IBM will give the retired employees a lump sum of cash to spend with the exchange. We certainly have a number of people in the insurance exchange business. Here’s one example that was in news earlier this year where a former Humana executive started on, only took 3 employees to get it up and running.
One More Insurance Exchange Started by Former Humana Executive–Currently There Are Over 100 Private Exchanges in Place To Compete With State Exchanges
Anyone who is eligible for Medicare fits into the new plan. I took a quick look at the Towers Watson website who is running the exchange and they do a lot of things with consulting to include alternative capital for insurers, Responding to US Health Care Reform with consulting for employers, Faster and Better Financial Information for Insurers with actuary analytics (similar in math to what quants do) relative to pension funds to help manage hedging operations, controlling healthcare costs with data and analytics, incentive risk assessment, improving employee health and productivity, rethinking retirement financing, using social media to connect with employees, reinsurance needs…and they have the exchange. I am guessing they have a “loaded” portfolio of all kinds of reports and studies:)
In addition there are bids coming in for the re-insurance division of the company at present and they work with actuary contracts, the equivalent of a quant that creates models for retirement funds. The company is the largest private Medicare exchange with thousand of of private Medicare plans from 85 insurance carriers. They have a new web broker contract with the government with CMS, mainly focusing on the employer side.
Anyway, interesting to see a heavily consulting insurance firm in the exchange business , but you know there’s money there and with their actuary services maybe some of it gets rolled in to an over all consulting contract.
Some current retirees are concerned as they don’t know what they are going to have to pay and how far the IBM cash provision will go. BD
International Business Machines Corp. IBM -0.61% plans to move about 110,000 retirees off its company-sponsored health plan and instead give them a payment to buy coverage on a health-insurance exchange, in a sign that even big, well-capitalized employers aren't likely to keep providing the once-common benefits as medical costs continue to rise.
The move, which will affect all IBM retirees once they become eligible for Medicare, will relieve the technology company of the responsibility of managing retirement health-care benefits.

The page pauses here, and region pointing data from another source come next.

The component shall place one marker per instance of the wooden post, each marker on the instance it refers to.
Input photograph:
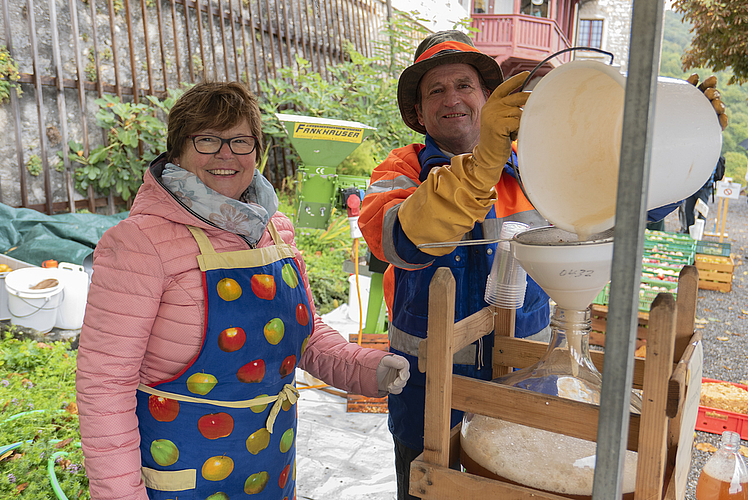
(688, 285)
(503, 325)
(439, 368)
(654, 424)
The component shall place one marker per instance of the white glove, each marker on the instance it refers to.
(392, 374)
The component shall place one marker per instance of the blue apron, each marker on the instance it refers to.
(225, 426)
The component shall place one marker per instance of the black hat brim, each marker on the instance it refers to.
(407, 86)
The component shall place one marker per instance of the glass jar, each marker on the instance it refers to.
(724, 476)
(540, 459)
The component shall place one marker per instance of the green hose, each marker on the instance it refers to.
(50, 462)
(53, 477)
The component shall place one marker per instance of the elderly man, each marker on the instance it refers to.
(437, 193)
(458, 185)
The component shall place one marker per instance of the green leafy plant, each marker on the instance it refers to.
(119, 166)
(34, 165)
(38, 419)
(8, 75)
(361, 89)
(197, 62)
(90, 69)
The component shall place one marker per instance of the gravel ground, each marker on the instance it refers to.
(724, 318)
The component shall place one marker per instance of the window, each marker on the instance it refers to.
(590, 33)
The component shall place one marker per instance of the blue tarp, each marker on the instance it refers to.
(34, 237)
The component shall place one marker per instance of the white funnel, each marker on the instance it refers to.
(569, 144)
(572, 272)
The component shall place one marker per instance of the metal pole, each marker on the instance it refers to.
(639, 105)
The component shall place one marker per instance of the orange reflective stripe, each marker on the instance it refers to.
(458, 46)
(511, 199)
(388, 285)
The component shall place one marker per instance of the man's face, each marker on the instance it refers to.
(451, 101)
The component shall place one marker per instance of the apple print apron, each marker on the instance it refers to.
(225, 426)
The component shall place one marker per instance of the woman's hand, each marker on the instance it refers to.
(709, 88)
(392, 374)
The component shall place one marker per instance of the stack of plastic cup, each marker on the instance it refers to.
(506, 284)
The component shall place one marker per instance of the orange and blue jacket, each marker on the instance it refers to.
(407, 278)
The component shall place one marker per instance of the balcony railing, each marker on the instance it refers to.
(519, 35)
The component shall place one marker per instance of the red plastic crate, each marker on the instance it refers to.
(716, 421)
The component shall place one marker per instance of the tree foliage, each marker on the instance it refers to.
(674, 45)
(361, 89)
(720, 36)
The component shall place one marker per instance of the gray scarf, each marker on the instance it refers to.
(247, 216)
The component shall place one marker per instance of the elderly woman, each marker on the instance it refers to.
(198, 314)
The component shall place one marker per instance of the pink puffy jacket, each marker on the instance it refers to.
(144, 322)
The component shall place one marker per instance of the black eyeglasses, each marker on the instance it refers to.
(211, 144)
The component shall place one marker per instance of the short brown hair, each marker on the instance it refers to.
(212, 105)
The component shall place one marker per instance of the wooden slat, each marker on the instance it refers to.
(61, 105)
(15, 108)
(39, 108)
(688, 283)
(439, 370)
(441, 483)
(678, 382)
(533, 409)
(652, 455)
(466, 332)
(504, 327)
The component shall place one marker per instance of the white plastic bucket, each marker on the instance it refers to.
(75, 282)
(569, 144)
(35, 309)
(364, 283)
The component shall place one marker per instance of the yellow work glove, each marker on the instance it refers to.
(453, 198)
(709, 88)
(499, 123)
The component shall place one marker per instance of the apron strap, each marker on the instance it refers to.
(206, 247)
(287, 393)
(210, 259)
(275, 234)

IBM said the growing cost of care makes its current plan unsustainable without big premium increases.
IBM told retirees that its current retiree coverage will end for Medicare-eligible retirees after Dec. 31, 2013, according to documents reviewed by The Wall Street Journal and confirmed by IBM.
Privately run insurance exchanges are starting to find interest from companies looking to control health-care costs for active employees as well. The approach was adopted last year by Sears Holdings Corp. and Darden Restaurants Inc. Many insurers and benefits-consulting firms are setting up such exchanges.
Few employees can now count on big companies to provide retirement health care. Only 28% of large companies that offer health benefits to employees offered retiree coverage in 2013, down from 34% in 2006 and 66% in 1988, according to a 2013 survey by the Kaiser Family Foundation.